- Type: Regional Shoreline
- Location: San Francisco Bay Area
- Nearest city: Oakland, California
- Coordinates: 37°43′52.08″N 122°12′24.18″W﻿ / ﻿37.7311333°N 122.2067167°W
- Area: 741 acres (300 ha)
- Created: 1993
- Operator: East Bay Regional Park District
- Status: Open

= Martin Luther King Jr. Shoreline =

Martin Luther King Jr. Shoreline is a regional park located on the shores of the San Leandro Bay in Oakland, California. Part of the East Bay Regional Parks system, it is named after Civil Rights Movement leader Martin Luther King Jr. The park was established in 1980 on a 741 acre tract of land and water leased from the Oakland Airport.

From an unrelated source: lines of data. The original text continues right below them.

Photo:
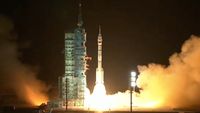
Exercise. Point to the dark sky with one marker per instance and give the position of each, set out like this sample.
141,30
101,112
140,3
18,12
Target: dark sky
135,32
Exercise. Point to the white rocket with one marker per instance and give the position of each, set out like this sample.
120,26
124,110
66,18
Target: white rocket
99,70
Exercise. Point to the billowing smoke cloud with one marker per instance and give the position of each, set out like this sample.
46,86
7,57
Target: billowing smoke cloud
176,85
15,75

When it was dedicated, it was known as San Leandro Bay Regional Shoreline. Under Secretary of the Department of Interior James A. Joseph spoke at the dedication. In 1992, it was renamed for Martin Luther King Jr. at the request of Oakland mayor Elihu Harris and local religious leaders.

==Facilities==
- The Shoreline Center is an indoor-outdoor venue that is available for parties, weddings, corporate, school and other group events. It contains a main room, an outdoor deck and a commercial kitchen. Catering can be provided. The facility is rated for 60 guests (seated) or 125 (standing).
- The Tidewater Boating Center is a complex that includes an ADA-accessible dock, a boat house and boat storage area, training area, Recreation Department offices and a security residence. The area of the complex is 12300 ft2.